La finance islamique, c’est exactement ce dont a parlé Mahfoud Barouni dans son intervention. La Tunisie selon l’expert est une des fondatrices de la Banque Islamique. Un organisme financier ayant pour objectif d’être une Banque mondiale pour les pays musulmans. Elle a été créée en 1975 et reste basée en Arabie saoudite.

L’expert a tenu à lever les doutes qui entourent la finance islamique tunisienne ou celle-ci fonctionne depuis 1983. « La Tunisie travaille à développer la législation et nous allons lancer « Zitouna Takafful » en Avril prochain. Sachez aussi que la Tunisie est un des plus grands exportateurs de compétences en la matière ».

En  ces temps de crises financières et économique et de révolutions arabes, tout porte à croire que certains ont fait le choix de parier sur l’économie islamique. Une approche qui a été conçue au début du 20ème siècle pour faire face aux idéologies communistes et capitalistes et tenter de libérer les économies des pays musulmans du poids de l’exploitation et de l’oppression des colonisateurs.

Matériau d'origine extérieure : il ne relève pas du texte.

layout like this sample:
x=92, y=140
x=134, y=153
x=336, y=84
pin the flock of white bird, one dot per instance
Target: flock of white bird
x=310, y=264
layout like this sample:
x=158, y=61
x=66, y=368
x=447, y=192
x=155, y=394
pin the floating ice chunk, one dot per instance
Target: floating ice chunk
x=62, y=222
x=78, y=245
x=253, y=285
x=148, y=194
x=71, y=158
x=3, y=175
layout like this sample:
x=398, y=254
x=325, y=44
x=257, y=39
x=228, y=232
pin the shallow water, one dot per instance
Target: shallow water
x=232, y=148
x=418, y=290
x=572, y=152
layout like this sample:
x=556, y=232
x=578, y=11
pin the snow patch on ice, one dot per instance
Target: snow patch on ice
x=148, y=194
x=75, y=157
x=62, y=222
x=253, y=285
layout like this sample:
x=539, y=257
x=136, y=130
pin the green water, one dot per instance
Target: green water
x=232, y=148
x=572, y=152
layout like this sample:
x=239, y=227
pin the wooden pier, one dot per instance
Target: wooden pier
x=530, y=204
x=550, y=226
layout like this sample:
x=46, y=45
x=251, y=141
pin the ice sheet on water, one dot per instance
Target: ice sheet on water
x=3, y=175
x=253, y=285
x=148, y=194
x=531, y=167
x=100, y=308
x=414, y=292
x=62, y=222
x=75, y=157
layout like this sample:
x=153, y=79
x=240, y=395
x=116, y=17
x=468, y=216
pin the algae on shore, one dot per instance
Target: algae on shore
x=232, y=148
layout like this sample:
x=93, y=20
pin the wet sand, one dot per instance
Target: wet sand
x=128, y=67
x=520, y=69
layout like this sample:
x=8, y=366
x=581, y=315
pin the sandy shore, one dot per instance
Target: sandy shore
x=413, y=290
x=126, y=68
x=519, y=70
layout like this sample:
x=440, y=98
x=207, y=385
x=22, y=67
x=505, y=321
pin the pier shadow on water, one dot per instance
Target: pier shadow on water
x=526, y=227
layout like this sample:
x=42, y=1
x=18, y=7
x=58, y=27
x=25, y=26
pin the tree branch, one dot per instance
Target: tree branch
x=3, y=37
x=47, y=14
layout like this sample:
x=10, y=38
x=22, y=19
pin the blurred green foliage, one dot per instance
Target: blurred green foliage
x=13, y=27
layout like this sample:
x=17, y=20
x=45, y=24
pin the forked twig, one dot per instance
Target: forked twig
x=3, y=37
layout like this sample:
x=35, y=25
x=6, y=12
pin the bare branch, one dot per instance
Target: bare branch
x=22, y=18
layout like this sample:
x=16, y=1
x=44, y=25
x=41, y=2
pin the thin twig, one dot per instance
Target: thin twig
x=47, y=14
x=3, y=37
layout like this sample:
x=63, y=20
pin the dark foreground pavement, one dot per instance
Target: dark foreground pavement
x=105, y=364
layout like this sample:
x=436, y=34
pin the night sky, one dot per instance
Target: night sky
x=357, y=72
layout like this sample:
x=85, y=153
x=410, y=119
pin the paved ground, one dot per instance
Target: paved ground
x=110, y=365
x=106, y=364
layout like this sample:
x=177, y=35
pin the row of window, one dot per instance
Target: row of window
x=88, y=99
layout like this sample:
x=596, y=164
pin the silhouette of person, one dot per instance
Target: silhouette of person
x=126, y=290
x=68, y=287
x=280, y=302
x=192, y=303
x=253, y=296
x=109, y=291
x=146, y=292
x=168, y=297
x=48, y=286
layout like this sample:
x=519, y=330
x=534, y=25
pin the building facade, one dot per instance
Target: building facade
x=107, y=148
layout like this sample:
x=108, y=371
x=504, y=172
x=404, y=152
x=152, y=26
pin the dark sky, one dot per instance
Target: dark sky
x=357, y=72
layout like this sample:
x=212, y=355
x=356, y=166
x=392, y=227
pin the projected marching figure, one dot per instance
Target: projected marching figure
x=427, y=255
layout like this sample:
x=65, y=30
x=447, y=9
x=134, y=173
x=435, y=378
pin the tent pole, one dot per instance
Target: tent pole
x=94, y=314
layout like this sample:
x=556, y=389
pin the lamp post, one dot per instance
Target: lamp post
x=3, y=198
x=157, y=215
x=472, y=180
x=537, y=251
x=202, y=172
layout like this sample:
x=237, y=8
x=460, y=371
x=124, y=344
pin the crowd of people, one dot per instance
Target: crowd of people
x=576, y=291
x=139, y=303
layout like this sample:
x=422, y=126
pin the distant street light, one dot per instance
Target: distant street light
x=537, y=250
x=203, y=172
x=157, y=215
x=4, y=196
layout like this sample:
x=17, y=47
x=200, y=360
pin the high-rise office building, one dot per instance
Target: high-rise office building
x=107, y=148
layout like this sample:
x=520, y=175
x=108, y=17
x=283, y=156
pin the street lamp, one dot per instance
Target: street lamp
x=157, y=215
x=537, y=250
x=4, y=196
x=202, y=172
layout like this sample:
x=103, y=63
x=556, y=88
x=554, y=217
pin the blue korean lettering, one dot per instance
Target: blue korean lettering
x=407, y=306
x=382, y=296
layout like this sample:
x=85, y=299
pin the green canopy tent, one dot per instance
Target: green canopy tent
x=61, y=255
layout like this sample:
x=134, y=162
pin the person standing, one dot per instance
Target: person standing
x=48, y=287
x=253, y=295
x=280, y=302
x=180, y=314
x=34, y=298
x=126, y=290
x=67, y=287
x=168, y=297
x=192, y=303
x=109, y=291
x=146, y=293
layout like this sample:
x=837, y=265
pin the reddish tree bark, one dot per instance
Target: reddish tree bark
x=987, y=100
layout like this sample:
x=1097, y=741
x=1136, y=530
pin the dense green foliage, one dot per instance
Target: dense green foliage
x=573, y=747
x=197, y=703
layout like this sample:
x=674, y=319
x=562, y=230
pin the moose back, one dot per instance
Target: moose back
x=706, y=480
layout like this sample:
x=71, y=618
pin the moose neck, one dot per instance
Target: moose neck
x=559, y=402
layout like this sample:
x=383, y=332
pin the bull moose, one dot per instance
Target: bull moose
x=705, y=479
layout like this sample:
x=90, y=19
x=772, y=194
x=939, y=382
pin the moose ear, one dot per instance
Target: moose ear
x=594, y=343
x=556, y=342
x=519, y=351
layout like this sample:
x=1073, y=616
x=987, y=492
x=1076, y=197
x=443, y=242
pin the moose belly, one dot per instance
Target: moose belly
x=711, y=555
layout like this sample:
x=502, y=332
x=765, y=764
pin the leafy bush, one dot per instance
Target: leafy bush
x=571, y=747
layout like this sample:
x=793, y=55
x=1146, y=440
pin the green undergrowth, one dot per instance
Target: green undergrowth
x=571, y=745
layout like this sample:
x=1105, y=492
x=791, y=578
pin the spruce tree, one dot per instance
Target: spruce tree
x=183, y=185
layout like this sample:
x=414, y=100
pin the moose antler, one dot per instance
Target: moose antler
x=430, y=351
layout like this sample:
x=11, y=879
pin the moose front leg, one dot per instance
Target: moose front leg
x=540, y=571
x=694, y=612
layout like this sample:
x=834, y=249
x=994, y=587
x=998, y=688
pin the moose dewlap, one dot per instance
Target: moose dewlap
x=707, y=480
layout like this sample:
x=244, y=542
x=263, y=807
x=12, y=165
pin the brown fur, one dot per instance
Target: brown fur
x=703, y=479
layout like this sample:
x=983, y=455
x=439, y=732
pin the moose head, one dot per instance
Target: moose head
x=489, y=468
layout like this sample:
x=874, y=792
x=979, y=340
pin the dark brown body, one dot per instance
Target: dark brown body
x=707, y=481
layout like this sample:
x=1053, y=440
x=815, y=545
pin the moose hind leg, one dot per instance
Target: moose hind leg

Selon certaines définitions : « Le système islamique se distingue principalement par ses dimensions morale et religieuse dans la définition des problèmes économiques, ce qui implique que les agents économiques ne doivent pas considérer la profitabilité comme l’unique ni le principal critère de prise de décisions. En conséquence, un système financier islamique, tout en intégrant des objectifs de rentabilité et d’efficacité, se doit de respecter l’ensemble des principes éthiques de la « charia ». Ainsi d’autre paramètres sont à prendre lors de toute évaluation économique, ceux-ci comprennent des objectifs tels que la fraternité humaine, la justice socio-économique, la paix mentale, le bonheur, la famille, ou encore l’harmonie sociale… »
Selon les spécialistes de la question, l’économie islamique prend de l’ampleur grâce à une profusion de portefeuilles d’exportateurs de pétrole et une multiplication d’instruments financiers islamiques conformes à la « charia » mais peuvent-ils concurrencer l’ordre financier international? Peuvent-ils vraiment se dresser en alternative ?
Sans prétendre répondre à cette question, la Tunisie au lendemain de la révolution et de l’arrivée du parti Ennahdha à la tête du gouvernement cherchait à gagner la confiance des investisseurs, en jouant dans la continuité mais visiblement aussi en mettant le cap sur l’argent là où il se trouve.

Alors que 80% des échanges sont réalisés avec l’Union européenne, Ennahdha assurait ne rien vouloir bouleverser selon les récentes déclarations de son ministre délégué chargé des questions économiques, Ridha Saidi. Une déclaration que de nombreux patrons tunisiens et investisseurs étrangers attendent de voir se confirmer.

Pour le moment, ce sont les tunisiens qui attendent désespérément le bonheur et la fraternité qui ne viennent pas. Si l’on dit souvent que l’argent n’a ni odeur, ni couleur, il est aussi un important et pernicieux danger politique.